Pregnancy Category B
In clinical trials with pregnant women, the systemic administration of clindamycin during the second and third trimesters has not been associated with an increased frequency of congenital abnormalities. There are no adequate studies in pregnant women during the first trimester of pregnancy. Clindamycin should be used during the first trimester of pregnancy only if clearly needed.
It is not known whether clindamycin is excreted in human milk following use of Clindacin•P®. However, orally and parenterally administered clindamycin has been reported to appear in breast milk. Because of the potential for serious adverse reactions in nursing infants, a decision should be made whether to discontinue nursing or to discontinue the drug, taking into account the importance of the drug to the mother.
Safety and effectiveness in pediatric patients under the age of 12 have not been established.
Clinical studies for clindamycin phosphate topical solution USP, 1% did not include sufficient numbers of subjects aged 65 and over to determine whether they respond differently from younger subjects. Other reported clinical experience has not identified differences in responses between the elderly and younger patients.
Topically applied Clindacin•P® can be absorbed in sufficient amounts to produce systemic effects (see WARNINGS).
Clindacin•P® is contraindicated in individuals with a history of hypersensitivity to preparations containing clindamycin or lincomycin, a history of regional enteritis or ulcerative colitis, or a history of antibiotic-associated colitis.
Although clindamycin phosphate is inactive in vitro, rapid in vivo hydrolysis converts this compound to the antibacterially active clindamycin.
Cross resistance has been demonstrated between clindamycin and lincomycin. Antagonism has been demonstrated between clindamycin and erythromycin.

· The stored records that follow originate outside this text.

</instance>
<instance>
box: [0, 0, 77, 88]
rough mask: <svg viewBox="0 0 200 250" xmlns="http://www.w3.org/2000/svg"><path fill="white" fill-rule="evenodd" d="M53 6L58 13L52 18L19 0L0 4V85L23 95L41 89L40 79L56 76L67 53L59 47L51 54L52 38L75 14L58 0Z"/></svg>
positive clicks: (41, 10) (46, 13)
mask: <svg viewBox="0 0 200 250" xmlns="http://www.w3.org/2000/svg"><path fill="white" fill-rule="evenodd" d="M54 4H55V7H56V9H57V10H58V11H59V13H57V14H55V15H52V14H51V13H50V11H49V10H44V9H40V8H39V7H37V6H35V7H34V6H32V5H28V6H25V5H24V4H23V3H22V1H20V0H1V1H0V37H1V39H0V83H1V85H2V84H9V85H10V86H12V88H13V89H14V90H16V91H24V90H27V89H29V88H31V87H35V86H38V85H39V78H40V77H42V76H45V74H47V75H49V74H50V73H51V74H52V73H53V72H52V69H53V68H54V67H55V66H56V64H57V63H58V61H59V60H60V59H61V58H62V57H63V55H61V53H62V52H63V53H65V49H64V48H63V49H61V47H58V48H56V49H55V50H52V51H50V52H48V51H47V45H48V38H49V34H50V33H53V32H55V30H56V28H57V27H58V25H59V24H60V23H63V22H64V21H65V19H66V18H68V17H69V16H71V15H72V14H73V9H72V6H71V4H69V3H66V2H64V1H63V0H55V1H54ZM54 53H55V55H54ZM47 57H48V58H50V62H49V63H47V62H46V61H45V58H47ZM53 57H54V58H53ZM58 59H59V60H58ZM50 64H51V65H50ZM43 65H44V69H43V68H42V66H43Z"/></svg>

Following multiple topical applications of clindamycin phosphate at a concentration equivalent to 10 mg clindamycin per mL in an isopropyl alcohol and water solution, very low levels of clindamycin are present in the serum (0–3 ng/mL) and less than 0.2% of the dose is recovered in urine as clindamycin.
Clindamycin activity has been demonstrated in comedones from acne patients. The mean concentration of antibiotic activity in extracted comedones after application of clindamycin phosphate topical solution for 4 weeks was 597 mcg/g of comedonal material (range 0–1490). Clindamycin in vitro inhibits all Propionibacterium acnes cultures tested (MICs 0.4 mcg/mL). Free fatty acids on the skin surface have been decreased from approximately 14% to 2% following application of clindamycin.
No information provided. Please refer to the WARNINGS AND PRECAUTIONS sections.